In our article the reflection coefficient was derived for the snow accumulated at the surface, while the snow cover is not isotropic along the vertical direction, which changes the conditions of the acoustic wave propagation. An interesting study was presented in [12,14], where the snow was analyzed as a porous material using the Biots model and micro-imaging in order to determine sound velocity and attenuation in the snow considering it a porous structure.

7. Conclusions

In this paper, a method for estimation the snow reflection coefficient in the ultrasonic range was presented. The analysis of real data taken in the Antarctic shows that there exists variation of the reflection coefficient, which depends on the snow cover properties.
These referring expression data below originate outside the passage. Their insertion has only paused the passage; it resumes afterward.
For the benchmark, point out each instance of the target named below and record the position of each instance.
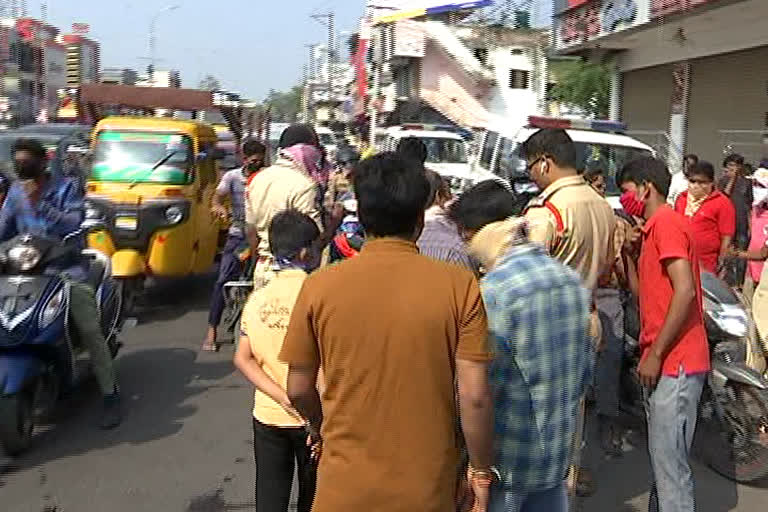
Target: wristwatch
(491, 473)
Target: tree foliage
(587, 86)
(284, 106)
(209, 83)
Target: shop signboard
(596, 18)
(387, 11)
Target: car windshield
(130, 156)
(445, 151)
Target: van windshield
(445, 151)
(130, 156)
(605, 157)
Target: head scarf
(298, 134)
(496, 239)
(309, 161)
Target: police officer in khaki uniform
(574, 223)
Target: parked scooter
(39, 347)
(732, 431)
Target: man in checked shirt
(538, 315)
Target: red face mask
(631, 204)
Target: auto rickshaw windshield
(132, 157)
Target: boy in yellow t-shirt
(279, 434)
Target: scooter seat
(96, 268)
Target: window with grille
(481, 54)
(519, 79)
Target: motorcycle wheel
(17, 421)
(736, 447)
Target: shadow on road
(169, 299)
(622, 483)
(155, 387)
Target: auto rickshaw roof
(159, 124)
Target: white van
(600, 144)
(447, 151)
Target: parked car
(447, 151)
(601, 144)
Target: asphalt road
(185, 445)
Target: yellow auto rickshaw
(151, 184)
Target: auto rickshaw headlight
(174, 215)
(91, 212)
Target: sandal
(210, 347)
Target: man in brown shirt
(393, 331)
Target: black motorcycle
(732, 430)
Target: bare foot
(210, 345)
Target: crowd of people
(445, 364)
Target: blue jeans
(672, 409)
(229, 268)
(552, 500)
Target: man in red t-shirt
(710, 213)
(675, 358)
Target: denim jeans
(229, 268)
(672, 409)
(551, 500)
(610, 307)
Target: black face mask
(253, 167)
(27, 170)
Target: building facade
(119, 76)
(83, 60)
(690, 74)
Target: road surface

Moreover, after the performed study, additional conclusions can be presented:

• Negative correlation was observed and statistically verified between temperature and reflector echo time of flight. There was no correlation between temperature and snow layer height instead, which implies evidence of distance measurement temperature compensation.
• The presented method does not require measurement of the absolute value of the acoustic pressure.
• Because signal processing used was based on framing, the presented method can be easily migrated to a low cost, embedded DSP-based system, to perform real time processing and parameter evaluation.

Although direct relationship between the reflection coefficient and snow density was not analyzed, due to sparse density of the data set, some relationship between snow accumulation and reflection coefficient does exists. The development of a method for snow-water equivalent based on air-coupled ultrasound may be a step towards development of a new sensor which integrates classic ablatometer and snow density sensing.